À travers des études de cas qui actualisent la référence à des écrivains célèbres, les contributions du dossier examinent les diverses facettes de l’imaginaire déployé par les cinéastes autour de ces figures de la culture légitimée. François Bovier se penche dans ce contexte sur trois films adaptés de récits de Henry Charles Bukowski présentant une dimension fortement autobiographique (voire « autofictionnelle »), et montre comment les réalisateurs (Marco Ferreri, Barbet Schroeder et -Dominique Derruderre) reconduisent (voire exacerbent) le topos de l’artiste maudit déjà véhiculé par les écrits pour « éternels adolescents » de cet auteur souvent assimilé (à tort) à la Beat Generation. Transposé en personnage d’un récit de fiction, le Bukowski de ces films peut être davantage considéré comme le fantasme de la génération hippie que comme un reflet du parcours « réel » de l’auteur, sur lequel Bovier revient de façon documentée afin de saisir le fonctionnement même de sa mythification, puis de son incarnation au cinéma (notamment sous les traits de Mickey Rourke).

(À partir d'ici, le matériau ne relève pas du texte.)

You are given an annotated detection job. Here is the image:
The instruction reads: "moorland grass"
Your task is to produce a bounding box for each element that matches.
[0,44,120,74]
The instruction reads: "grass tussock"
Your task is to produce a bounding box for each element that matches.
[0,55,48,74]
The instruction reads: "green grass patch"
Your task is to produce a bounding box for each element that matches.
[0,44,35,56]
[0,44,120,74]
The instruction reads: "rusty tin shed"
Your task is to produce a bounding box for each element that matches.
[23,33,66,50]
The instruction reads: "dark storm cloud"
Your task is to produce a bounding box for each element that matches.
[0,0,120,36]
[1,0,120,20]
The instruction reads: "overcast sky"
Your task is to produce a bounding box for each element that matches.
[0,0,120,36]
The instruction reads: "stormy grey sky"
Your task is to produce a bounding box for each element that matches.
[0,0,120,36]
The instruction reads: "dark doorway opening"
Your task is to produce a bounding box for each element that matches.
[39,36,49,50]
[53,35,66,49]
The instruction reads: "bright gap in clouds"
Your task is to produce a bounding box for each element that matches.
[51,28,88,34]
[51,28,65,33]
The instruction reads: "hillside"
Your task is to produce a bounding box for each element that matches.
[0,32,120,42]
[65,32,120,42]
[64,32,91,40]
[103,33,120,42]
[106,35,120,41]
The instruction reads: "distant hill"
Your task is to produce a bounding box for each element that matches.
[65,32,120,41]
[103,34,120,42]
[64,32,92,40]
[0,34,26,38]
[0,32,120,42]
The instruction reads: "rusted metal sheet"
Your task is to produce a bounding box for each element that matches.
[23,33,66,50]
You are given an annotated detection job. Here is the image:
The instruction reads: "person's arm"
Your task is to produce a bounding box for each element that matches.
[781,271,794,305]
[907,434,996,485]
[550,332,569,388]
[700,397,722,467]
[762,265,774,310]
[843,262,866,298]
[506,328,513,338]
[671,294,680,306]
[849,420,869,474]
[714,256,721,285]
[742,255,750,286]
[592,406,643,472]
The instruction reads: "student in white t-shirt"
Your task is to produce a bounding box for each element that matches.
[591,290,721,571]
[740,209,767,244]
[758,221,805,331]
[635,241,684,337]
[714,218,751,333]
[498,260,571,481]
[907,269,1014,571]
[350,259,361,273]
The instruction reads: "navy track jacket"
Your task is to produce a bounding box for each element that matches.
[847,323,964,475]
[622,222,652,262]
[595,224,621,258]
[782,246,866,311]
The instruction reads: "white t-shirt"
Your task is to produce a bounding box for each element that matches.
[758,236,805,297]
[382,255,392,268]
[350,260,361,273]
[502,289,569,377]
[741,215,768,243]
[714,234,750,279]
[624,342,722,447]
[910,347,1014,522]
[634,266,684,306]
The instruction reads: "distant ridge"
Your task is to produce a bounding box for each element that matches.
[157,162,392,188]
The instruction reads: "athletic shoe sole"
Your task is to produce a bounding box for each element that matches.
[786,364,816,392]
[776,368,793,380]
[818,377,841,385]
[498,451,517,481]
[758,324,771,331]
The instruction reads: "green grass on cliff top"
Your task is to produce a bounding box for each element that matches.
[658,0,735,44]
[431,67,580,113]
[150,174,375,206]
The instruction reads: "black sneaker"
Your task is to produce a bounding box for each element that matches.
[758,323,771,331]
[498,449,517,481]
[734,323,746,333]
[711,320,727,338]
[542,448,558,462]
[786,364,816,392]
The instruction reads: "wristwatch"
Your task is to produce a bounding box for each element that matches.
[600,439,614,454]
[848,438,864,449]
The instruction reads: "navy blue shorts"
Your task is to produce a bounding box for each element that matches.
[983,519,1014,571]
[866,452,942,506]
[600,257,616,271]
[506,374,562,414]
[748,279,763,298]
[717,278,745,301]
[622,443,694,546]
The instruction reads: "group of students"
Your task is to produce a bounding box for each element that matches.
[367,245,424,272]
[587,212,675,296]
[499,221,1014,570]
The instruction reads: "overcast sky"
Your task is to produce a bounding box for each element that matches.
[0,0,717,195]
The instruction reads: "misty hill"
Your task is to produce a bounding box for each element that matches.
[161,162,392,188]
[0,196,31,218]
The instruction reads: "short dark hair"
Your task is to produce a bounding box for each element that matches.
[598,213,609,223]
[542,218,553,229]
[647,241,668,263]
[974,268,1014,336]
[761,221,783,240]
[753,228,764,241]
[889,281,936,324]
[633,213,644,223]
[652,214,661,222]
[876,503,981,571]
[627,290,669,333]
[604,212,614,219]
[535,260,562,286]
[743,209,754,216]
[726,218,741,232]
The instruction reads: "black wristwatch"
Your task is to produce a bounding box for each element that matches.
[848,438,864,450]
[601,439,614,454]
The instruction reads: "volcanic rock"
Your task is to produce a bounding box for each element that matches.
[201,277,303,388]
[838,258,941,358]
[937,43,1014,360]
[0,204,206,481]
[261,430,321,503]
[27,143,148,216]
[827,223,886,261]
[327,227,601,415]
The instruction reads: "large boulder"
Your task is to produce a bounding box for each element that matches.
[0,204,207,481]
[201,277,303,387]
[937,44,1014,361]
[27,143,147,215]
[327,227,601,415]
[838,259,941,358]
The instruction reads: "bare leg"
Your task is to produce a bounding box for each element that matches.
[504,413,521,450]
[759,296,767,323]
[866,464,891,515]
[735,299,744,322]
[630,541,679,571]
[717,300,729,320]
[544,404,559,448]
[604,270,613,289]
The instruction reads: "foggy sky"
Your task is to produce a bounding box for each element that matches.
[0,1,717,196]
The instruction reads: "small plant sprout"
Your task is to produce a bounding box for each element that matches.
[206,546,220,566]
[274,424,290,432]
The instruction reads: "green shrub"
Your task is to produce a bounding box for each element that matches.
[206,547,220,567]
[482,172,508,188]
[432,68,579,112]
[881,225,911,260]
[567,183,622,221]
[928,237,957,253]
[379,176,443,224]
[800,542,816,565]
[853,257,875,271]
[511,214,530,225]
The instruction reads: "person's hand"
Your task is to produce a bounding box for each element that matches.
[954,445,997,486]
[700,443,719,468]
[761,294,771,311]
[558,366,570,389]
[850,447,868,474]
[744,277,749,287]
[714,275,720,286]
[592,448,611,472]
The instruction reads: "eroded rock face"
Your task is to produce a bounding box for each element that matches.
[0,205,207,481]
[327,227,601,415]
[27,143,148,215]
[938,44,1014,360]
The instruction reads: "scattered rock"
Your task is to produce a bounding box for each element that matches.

Rachel Noël s’attache quant à elle à la façon dont The Hours de Stephen Daldry (USA, 2002) fait le portrait de la romancière anglaise Virginia Woolf. Ce film adapté du roman homonyme de Michael Cunningham intrique en une concrétisation visuelle du « flux de conscience » woolfien une série de fragments de la vie de l’écrivaine. Il construit ainsi un écheveau de pistes parallèles où interagissent plusieurs niveaux de temporalité, et où certains motifs et personnages appartenant aux fictions littéraires de Woolf (en particulier Mrs Dalloway) sont insérés. Dans l’analyse des jeux de miroirs et de déformations que propose le film, l’article privilégie la représentation de la femme en tant que créatrice, dévoilant et sondant l’ambivalence d’une association – « filée » à travers tout le film – de l’écrivaine au personnage shakespearien et suicidaire d’Ophélie, archétype de l’époque victorienne dont les réactualisations sont emblématiques d’un imaginaire social qui, en fait, se situe aux antipodes des conceptions modernistes et féministes prônées par l’écrivaine.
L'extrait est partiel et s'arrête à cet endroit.